This project tries to parallellize common algorithms and it shows the speedup that might exist compared with the sequential form of these algorithms. The algorithms which will be used are :
- Countsort
- Backsub (Backward substitution) . Backward substitution is the method which is used after Gaussian Elimination, to solve large linear systems.
- String matching (Calculates how many times a specific word can be found in a large text file).

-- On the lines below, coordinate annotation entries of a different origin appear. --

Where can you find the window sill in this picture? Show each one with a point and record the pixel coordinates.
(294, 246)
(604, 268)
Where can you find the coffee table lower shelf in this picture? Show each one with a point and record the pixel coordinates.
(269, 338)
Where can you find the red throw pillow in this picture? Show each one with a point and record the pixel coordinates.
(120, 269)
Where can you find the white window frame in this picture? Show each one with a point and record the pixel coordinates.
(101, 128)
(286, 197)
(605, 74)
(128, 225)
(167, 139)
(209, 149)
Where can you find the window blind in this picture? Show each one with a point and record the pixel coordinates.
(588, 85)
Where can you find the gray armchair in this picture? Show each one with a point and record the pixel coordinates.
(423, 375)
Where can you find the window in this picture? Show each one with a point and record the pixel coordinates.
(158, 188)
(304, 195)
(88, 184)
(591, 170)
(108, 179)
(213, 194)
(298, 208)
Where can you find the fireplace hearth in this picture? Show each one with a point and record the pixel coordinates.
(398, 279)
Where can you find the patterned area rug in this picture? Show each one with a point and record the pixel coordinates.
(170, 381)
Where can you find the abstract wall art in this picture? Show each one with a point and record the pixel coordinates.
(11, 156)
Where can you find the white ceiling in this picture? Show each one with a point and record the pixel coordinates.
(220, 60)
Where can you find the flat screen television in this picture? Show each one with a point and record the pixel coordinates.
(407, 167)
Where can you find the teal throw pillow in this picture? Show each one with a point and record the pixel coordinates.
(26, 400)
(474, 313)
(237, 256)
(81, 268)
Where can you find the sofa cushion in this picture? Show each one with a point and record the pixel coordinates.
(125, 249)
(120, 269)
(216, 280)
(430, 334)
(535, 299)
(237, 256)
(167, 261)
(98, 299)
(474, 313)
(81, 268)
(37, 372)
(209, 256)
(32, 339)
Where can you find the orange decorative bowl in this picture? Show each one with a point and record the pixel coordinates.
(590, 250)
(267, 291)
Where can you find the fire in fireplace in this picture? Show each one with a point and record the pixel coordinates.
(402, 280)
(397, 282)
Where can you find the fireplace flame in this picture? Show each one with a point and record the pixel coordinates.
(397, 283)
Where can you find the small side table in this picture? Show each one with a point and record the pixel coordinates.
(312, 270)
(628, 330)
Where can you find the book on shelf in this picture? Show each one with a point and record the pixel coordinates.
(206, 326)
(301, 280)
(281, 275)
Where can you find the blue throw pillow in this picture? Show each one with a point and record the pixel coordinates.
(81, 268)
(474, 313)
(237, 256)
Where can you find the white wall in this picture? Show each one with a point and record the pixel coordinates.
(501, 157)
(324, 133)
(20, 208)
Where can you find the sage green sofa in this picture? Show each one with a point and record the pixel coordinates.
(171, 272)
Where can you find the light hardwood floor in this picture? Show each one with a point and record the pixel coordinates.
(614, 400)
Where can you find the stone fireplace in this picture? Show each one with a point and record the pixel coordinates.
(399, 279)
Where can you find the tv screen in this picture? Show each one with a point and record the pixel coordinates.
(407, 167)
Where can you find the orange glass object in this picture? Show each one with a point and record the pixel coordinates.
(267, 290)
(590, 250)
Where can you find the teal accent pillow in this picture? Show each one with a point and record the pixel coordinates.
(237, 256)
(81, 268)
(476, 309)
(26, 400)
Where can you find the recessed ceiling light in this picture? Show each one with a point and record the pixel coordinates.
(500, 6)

In this project the file that is being used for the string matching algorithm is the enwik8.zip and can be downloaded from here: https://mattmahoney.net/dc/textdata.html
Important note! The parallel algorithms have been implemented using the Intel(R) Core(TM) i3-3220 CPU @ 3.30GHz 3.30 GHz which has only 2 cores. If a CPU with more cores will be used, there might be a bigger speedup as the upper limit of number of threads which can be used will be increased.
1)Countsort
The Countsort algorithm can be parallelized easily with a simple #pragma omp parallel for outside of the outer loop. The algorithm doesn't contain any loop dependencies or critical sections which must be protected. Its thread uses its own private variables and the only shared variables are the matrices (x,y) and the size of the array which will be sorted (n). Below the graph shows the execution speed for 1,2,4,8 and 16 threads for n=10.000:
As the graph shows, if the countsort algorithm runs sequentially it needs aproximatelly 0.656 seconds to be executed. With parallel implementation, using 8 threads it can be executed in 0.187 seconds so it can create x3.5 speedup.
2)String Matching
The string matching algorithm uses a brute force strategy to find a specific word in a lrage text document. This algorithm also is pretty simple to be parallalelized. Below is the graph which shows the performance again for 1,2,4,8,16 threads:
As the graph shows, the best performance can be gained with 4 or 8 threads. Parallel execution best time: 0,135 seconds. Sequential execution time: 0.253 seconds. Speedup = 1.87
3)Backsub
The backward substitution algorithm cant be parallelized efficiently with the given code. The outer loop uses a sum variable which must be private in order to parallelize the outer loop. The problem is that every next outer loop iteration must be calculated from the previous one. So by default the outer loop must be executed sequentally so the next x values will not be 0. The only part that can be executed with parallelization is the inner loop with a #pragma omp parallel and a reduction clause for the sum variable, which does not give any efficiency, in contrast it makes the time worse. Below is the graph for 1,2,4,8,16 threads and a 10000x10000 linear system.
It is clear that the parallel execution gives worse time and efficiency as the number of threads is being increased.